The www.laudatosiactionplatform.org  is one organization that is picking up the tab  and its  comprehensive basket of  7 goals are being promoted again as a journey of integral ecology.  Goals are to be implemented by various sectors, the first one being the family as a starting point, followed by  other sectors of society too.   Families, of course being basic social building blocks can have a wide influence on every other sector. We can promote the goals, can take action right from a home base where we can and should also develop an ecological spirituality, in the footsteps of St Francis, who loved and admired everyone of God’s creatures.   

Take a simple example. Everyone loves a butterfly.  The female of the human species regards it is as beautiful as well as rather  frivolous, having no great purpose in life but to flit about looking beautiful and being frivolous.  And yet a popular scientific “word of wisdom” has grown up around it, the “Butterfly Effect.”  If a butterfly flaps its wings in Pietermaritzburg it can set a series of events in motion that will result in a tornado halfway across the world.
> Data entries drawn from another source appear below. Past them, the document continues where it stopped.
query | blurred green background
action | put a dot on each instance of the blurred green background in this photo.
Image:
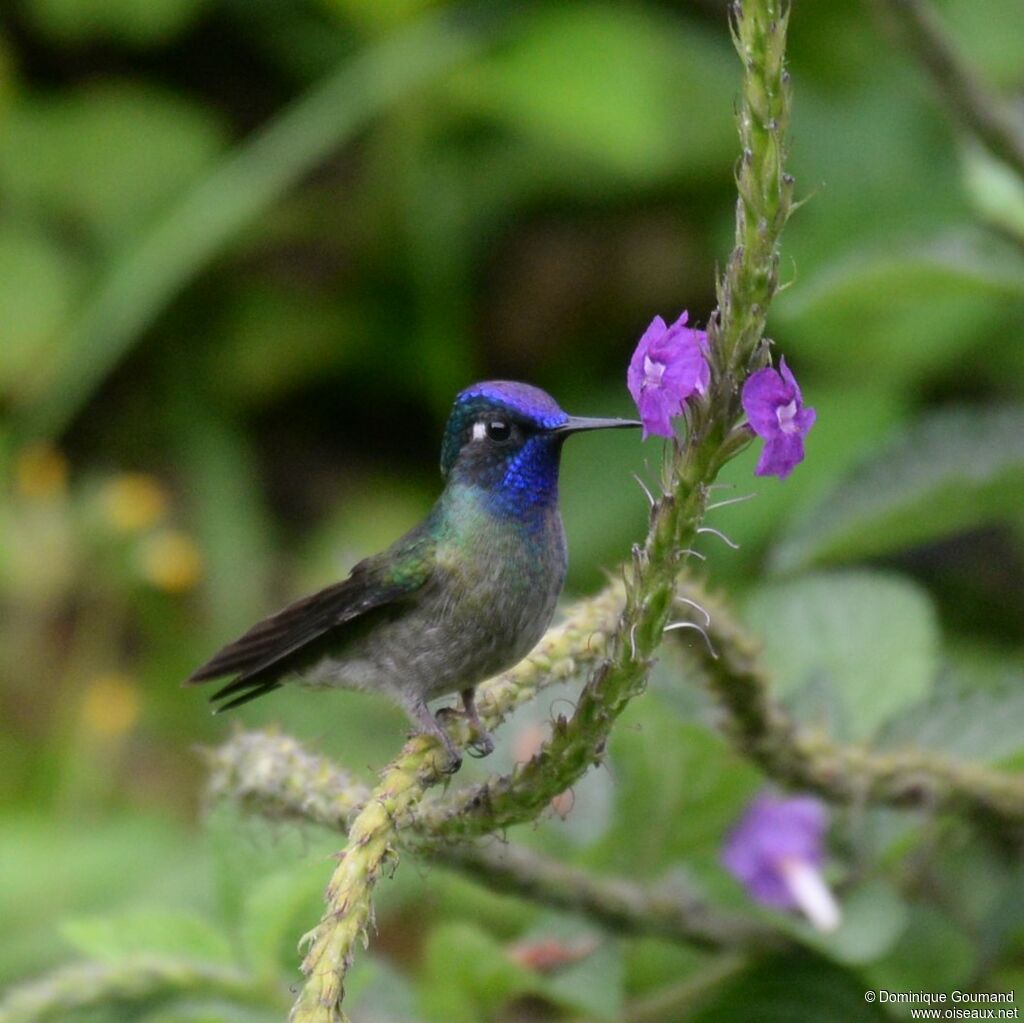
(249, 251)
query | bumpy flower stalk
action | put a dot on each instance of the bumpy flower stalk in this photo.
(809, 760)
(273, 775)
(349, 905)
(129, 984)
(744, 293)
(373, 835)
(714, 437)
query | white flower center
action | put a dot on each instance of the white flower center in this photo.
(652, 372)
(786, 415)
(811, 893)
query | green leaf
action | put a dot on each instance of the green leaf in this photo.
(140, 24)
(868, 640)
(791, 989)
(636, 94)
(133, 150)
(903, 312)
(678, 789)
(986, 726)
(377, 992)
(593, 985)
(932, 946)
(148, 932)
(467, 975)
(180, 244)
(38, 285)
(953, 469)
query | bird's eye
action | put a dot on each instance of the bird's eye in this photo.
(499, 430)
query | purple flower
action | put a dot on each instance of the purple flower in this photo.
(775, 410)
(776, 852)
(667, 368)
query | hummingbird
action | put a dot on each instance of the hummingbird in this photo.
(464, 595)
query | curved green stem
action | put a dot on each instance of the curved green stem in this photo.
(131, 982)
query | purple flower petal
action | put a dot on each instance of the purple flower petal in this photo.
(775, 411)
(772, 835)
(668, 367)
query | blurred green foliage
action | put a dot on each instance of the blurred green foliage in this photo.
(244, 301)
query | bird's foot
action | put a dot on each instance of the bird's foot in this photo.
(450, 758)
(482, 743)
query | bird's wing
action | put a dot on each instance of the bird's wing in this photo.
(374, 583)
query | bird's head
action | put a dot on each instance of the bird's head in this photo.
(506, 437)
But there is much more to the purpose of its existence than that, as I discovered, having got caught up in a study of the life and times of the butterfly.   Apart from giving glory to God by their artistic beauty  – and God is artist par excellence, – they are excellent pollinators.   They flit from flower to flower searching for nectar and carrying pollen to fertilise another plant. Pollination is an essential component of the story of life of plants.  Similarly sexual reproduction is the common denominator in almost all of creation.  Butterflies, eggs, pupae and caterpillars, which are the phases in the lifecycle of the butterfly, are welcome items in the diet of birds and other mini-predators.

The thousands of species of butterfly are found in every continent except Antartica.  Many live their short lives of six weeks within one location near the plants they choose for their food.  But others are migrators – the impressive monarch butterfly in the US, in their millions, migrate north to Canada in spring and later south to Mexico for the warmer winter.  Here in South Africa we have migrants too.  The small white and brown-striped/spotted  butterfly breeds and begins its life at the start of summer in the dry Karoo and the whole population reportedly flies 1000s of kilometres too in  a north-easterly direction towards Mocambique.  They feed along the way, but  what do they do when they get to their destination?  It appears little research has so far been done on this local migration phenomenon which does attract a good many watchers.  Suffice it to say, God is good, God is great, God is a great artist with a marvellous sense of humour.   Did he purposely create the butterfly effect?  Who knows.